Voilà pour la théorie. En pratique, dans cette séquence budgétaire pour 2026, l’outil « entonnoir » est encore sagement posé sur l’établi. Il ne peut en effet être activé que lorsque le PLF et le PLFSS arriveront en seconde lecture. Or, dans le cadre d’un texte budgétaire, cette seconde lecture ne peut intervenir que si la commission mixte paritaire n’est pas conclusive. La tenue de cette CMP semble inévitable, tant le texte du Sénat s’annonce radicalement différent de celui de l’Assemblée.

En revanche, sa conclusion est incertaine. Côté pile, elle accouche d’un texte de compromis. Côté face, elle échoue. Dans les deux cas, l’Assemblée nationale doit reprendre le dossier. Soit, en cas de CMP conclusive, pour donner son feu vert au texte amendé. Soit, en cas de CMP non conclusive, pour une seconde lecture. Ce n’est que dans ce cas précis que la règle de l’entonnoir entrera en vigueur.
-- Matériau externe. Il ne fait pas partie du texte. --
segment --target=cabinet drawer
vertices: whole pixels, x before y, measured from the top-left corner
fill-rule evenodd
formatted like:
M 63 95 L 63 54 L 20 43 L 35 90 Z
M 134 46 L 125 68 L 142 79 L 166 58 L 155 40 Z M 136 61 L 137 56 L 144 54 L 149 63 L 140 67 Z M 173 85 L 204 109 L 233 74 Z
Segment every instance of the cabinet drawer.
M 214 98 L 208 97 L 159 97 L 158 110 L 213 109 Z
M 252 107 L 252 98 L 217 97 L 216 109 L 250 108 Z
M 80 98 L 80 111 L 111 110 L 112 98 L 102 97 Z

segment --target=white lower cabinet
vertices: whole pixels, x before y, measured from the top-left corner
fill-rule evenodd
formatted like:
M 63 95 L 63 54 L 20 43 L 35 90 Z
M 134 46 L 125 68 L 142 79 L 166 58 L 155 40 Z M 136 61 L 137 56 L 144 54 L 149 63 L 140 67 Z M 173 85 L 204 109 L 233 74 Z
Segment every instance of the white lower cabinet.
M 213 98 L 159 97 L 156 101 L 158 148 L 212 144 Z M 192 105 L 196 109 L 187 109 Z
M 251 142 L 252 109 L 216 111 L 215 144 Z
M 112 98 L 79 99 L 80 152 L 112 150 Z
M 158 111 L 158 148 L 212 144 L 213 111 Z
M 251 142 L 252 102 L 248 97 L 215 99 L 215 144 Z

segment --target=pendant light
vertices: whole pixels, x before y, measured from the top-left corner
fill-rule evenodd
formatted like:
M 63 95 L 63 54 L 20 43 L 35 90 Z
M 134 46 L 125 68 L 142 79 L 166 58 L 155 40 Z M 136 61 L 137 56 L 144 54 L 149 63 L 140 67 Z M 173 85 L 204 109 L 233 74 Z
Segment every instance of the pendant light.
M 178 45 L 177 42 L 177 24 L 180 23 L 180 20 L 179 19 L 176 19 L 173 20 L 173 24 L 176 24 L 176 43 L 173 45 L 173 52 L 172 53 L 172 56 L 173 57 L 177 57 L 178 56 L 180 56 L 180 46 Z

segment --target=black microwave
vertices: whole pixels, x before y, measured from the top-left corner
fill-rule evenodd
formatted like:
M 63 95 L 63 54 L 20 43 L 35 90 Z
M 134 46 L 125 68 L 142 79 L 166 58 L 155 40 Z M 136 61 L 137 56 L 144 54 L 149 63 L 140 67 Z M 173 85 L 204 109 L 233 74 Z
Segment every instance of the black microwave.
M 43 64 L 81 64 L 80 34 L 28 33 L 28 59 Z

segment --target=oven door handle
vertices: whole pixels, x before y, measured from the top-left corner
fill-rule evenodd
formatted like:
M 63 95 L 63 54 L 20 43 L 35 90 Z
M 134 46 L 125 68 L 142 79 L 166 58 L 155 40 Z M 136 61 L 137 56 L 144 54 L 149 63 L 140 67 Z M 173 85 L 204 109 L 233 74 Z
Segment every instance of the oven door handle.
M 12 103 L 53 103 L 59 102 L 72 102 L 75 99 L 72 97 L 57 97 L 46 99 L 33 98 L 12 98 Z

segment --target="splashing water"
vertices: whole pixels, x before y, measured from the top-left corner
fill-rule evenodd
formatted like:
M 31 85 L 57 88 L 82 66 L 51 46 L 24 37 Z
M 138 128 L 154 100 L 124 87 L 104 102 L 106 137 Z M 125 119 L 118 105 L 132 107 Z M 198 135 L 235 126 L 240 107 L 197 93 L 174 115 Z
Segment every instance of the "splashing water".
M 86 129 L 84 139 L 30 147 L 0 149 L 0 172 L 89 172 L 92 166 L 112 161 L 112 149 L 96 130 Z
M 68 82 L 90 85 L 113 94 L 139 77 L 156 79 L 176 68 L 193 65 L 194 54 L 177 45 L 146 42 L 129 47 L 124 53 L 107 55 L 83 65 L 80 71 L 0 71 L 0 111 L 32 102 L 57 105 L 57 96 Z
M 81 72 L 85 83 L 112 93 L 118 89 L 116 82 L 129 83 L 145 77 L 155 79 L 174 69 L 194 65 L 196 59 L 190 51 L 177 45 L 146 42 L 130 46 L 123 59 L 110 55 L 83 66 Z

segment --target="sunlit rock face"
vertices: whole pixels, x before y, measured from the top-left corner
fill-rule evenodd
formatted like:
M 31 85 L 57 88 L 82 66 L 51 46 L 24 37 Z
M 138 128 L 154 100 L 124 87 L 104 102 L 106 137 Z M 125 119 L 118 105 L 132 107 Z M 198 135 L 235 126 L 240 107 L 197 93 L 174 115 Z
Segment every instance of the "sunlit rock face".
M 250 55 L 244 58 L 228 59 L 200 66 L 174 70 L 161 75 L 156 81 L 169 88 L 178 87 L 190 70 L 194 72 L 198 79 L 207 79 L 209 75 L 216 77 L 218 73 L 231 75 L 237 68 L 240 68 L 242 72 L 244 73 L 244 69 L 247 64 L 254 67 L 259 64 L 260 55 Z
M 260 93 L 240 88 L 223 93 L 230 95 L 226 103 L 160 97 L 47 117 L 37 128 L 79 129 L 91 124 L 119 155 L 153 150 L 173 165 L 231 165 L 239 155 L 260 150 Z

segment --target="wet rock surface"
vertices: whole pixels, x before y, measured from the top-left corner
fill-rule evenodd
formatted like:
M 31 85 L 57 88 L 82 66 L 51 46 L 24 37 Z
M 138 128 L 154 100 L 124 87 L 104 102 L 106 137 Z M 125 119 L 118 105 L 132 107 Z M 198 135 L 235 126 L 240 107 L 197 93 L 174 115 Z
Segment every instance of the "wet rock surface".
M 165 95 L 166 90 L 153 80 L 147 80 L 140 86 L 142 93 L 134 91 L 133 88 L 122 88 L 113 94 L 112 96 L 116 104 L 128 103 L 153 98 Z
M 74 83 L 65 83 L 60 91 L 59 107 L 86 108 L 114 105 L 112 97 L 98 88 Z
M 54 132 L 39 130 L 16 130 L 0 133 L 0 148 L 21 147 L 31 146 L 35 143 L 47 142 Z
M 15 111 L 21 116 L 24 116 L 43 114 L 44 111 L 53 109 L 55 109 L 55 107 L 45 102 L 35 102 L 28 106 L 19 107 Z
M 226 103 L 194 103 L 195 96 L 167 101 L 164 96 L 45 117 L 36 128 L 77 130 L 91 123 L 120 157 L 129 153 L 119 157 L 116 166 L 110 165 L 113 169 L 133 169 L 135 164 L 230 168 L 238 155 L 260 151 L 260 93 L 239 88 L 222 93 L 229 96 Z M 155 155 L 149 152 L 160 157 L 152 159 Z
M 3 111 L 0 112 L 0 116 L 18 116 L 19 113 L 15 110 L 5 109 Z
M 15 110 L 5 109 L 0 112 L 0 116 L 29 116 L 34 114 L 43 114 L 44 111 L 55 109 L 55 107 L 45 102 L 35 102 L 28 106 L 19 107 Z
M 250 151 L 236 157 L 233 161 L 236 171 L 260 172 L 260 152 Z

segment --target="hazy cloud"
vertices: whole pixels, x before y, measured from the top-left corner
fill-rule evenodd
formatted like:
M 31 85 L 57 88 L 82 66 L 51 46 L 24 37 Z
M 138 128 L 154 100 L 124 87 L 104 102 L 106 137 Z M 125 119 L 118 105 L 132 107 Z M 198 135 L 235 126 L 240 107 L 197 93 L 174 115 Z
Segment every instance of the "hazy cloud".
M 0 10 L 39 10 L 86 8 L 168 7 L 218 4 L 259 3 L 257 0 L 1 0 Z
Allonger les débats, avec les ordonnances en embuscade ?

Avec quelles conséquences sur le texte ? Auprès du HuffPost, le député PS Jérôme Guedj, chef de file de son groupe sur le budget de la Sécu, démine : « Ce qui a été voté à l’Assemblée et transmis au Sénat n’est pas soumis à l’entonnoir. Ce, même si le Sénat revient sur une des mesures. » L’élu prend ainsi l’exemple d’un amendement PS, visant à augmenter à 1,4 point la contribution sociale généralisée sur les revenus du capital (dont le patrimoine). Adoptée à l’Assemblée (non sans un petit psychodrame), la mesure a été retoquée par les sénateurs en commission et le sera sans aucun doute à nouveau en séance. Mais cela n’empêchera pas son retour à l’Assemblée lors de la deuxième lecture. La suspension de la réforme des retraites échappe aussi à l’entonnoir, puisqu’elle figurait dans le texte initial du gouvernement. « D’où l’importance d’avoir demandé une lettre rectificative », glisse au passage Jérôme Guedj.

En revanche, la règle de l’entonnoir pourrait compliquer de nouvelles négociations. Impossible par exemple de proposer de nouvelles taxes pas dégainées en première lecture pour engranger des recettes supplémentaires. Ou à l’inverse de proposer des coupes budgétaires nouvelles décorrélées des propositions du texte initial. Le compromis sera plus indispensable que jamais, or le mot est presque tabou tant les uns et les autres campent sur leurs positions.

Surtout, Éric Coquerel pointe le risque de voir les débats s’éterniser en seconde lecture à cause de cette règle entonnoir. « Comme l’Assemblée n’a pas adopté le PLF en première lecture, la règle de l’entonnoir est moins stricte », détaille le président FI de la commission des Finances, dans une analyse similaire à celle de Jérôme Guedj. Avec in fine un risque accru de voir l’Assemblée dépasser les délais constitutionnels d’examen, « ce qui ouvre la possibilité des ordonnances ». Le gouvernement a plusieurs fois dit qu’il n’entendait pas recourir à ce dispositif, dénoncé par plusieurs partis comme un 49.3 déguisé. Mais Éric Coquerel confie ne pas avoir reçu de réponses du Premier ministre à sa lettre pour un engagement officiel.